One whole ambulance was filled with wounded children. I think King Herod himself might have been sorry for them. Wee things in splints, or with their curly heads bandaged; tiny mites, looking with wonder at their hands swathed in linen; babies with their tender flesh torn, and older children crying with terror. There were two tiny things seated opposite each other on a big stretcher playing with dolls, and a little Christmas-card sort of baby in a red hood had had its mother and father killed beside it. Another little mite belonged to no one at all. Who could tell whether its parents had been killed or not? I am afraid many of them will never find their relations again. In the general scrimmage everyone gets lost. If this isn’t frightfulness enough, God in heaven help us!

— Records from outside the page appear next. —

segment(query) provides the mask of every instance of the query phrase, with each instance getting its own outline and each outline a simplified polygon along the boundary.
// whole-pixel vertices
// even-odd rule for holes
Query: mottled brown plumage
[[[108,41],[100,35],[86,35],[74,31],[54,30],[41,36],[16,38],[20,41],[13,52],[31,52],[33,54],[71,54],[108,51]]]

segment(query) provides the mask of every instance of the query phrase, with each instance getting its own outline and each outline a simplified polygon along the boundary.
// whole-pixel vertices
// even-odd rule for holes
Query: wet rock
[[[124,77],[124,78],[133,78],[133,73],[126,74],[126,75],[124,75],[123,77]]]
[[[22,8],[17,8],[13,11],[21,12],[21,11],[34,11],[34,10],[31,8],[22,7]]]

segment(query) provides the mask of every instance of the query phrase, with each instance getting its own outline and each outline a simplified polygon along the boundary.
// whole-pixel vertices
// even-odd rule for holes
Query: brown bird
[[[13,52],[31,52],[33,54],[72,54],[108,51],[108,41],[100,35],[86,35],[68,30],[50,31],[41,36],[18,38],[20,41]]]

On the platform was a row of women lying on stretchers. They were decent-looking brown-haired matrons for the most part, and it looked unnatural and ghastly to see them lying there. One big railway compartment was slung with their stretchers, and some young men in uniform nursed the babies. I shall never forget that railway compartment as long as I live. A man in khaki appeared, thoughtful, as our people always are, and brought a box of groceries with him, and sweet biscuits for the children, and other things. Thank Heaven for the English!

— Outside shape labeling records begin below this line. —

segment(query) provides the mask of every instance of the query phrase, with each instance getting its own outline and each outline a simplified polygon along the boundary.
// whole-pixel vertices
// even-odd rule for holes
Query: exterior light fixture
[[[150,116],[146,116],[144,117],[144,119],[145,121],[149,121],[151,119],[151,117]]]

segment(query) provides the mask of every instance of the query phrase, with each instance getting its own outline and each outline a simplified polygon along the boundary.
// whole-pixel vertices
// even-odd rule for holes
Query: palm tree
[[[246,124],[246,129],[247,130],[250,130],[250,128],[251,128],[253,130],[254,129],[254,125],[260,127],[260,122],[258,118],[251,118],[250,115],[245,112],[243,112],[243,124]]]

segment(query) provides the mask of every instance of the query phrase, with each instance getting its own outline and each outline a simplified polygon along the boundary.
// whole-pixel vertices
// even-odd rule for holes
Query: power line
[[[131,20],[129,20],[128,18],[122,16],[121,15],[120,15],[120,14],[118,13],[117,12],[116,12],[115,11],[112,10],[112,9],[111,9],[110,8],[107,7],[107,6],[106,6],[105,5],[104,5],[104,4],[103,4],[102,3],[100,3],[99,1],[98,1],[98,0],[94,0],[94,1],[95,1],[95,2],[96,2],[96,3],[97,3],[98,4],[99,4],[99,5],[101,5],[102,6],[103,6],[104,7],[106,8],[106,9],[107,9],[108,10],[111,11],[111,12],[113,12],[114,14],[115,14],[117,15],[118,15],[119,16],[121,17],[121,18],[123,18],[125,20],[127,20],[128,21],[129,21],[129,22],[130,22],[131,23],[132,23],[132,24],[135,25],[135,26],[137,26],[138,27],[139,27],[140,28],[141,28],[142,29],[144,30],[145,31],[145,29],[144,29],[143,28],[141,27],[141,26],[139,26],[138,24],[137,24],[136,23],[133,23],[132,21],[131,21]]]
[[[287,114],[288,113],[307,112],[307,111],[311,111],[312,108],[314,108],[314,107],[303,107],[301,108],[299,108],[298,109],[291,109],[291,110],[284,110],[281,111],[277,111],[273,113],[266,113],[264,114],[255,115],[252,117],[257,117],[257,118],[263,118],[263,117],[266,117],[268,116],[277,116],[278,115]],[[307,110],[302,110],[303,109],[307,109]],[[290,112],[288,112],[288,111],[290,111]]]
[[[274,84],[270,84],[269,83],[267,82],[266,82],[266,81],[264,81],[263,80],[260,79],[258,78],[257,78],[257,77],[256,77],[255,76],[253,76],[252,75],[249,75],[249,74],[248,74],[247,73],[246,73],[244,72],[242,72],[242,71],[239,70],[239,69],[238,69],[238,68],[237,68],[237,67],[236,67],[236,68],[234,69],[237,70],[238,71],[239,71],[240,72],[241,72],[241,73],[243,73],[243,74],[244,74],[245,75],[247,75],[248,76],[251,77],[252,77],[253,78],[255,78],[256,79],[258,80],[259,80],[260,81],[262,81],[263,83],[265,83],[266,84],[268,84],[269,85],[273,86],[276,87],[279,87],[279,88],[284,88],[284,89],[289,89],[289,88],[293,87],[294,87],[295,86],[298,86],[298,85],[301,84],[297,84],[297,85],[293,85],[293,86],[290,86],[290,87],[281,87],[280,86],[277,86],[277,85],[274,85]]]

At the hospital it was really awful, and the doctors were working in shifts of twenty-four hours at a time.
I left my tables, chairs, trays, etc., for the hospital at the station, and returned early the next day, for numbers of wounded were still coming in. I wanted slippers for everyone, but my Belgian helpers had given a hundred pairs of mine away in my absence. They were overworked a little, I think, so I overlooked the fact that they lost their tempers rather badly. Besides, I will not quarrel. In a small kitchen it would be too ridiculous. The three little people fight among themselves, but I don’t fancy I was made for that sort of thing.

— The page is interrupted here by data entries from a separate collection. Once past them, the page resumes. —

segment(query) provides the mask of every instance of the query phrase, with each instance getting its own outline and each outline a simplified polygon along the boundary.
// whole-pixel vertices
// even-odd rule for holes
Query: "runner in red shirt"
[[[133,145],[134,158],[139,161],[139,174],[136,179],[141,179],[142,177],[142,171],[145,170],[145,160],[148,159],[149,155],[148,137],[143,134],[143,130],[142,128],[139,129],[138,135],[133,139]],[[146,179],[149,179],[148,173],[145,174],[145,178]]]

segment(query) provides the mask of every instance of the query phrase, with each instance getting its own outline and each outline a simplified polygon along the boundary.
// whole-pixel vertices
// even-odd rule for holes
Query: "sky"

There was nothing but work for some time. My “eclopes” had been entirely neglected, and no one had even bothered to buy vegetables for the men.
On Sunday, May 2nd, I went to see Dr. de Page’s hospital. I saw a baby three weeks old with both his feet wounded. His mother came in one mass of wounds, and died on the operating table—a young mother, and a pretty one. A young man with tears in his eyes looked at the baby, and then said, “A jolly good shot at fifteen miles.”
They can’t help making jokes.
There were two Scots lying in a little room—both gunners, who had been hit at Nieuport. One, Ochterlony from Arbroath, had an eye shot away, and some other wounds; the other, McDonald, had seven bad injuries. Ochterlony talked a good deal about his eyes, till McDonald rolled his head round on the pillow, and remarked briefly, “I’d swop my stomach for your eyes.”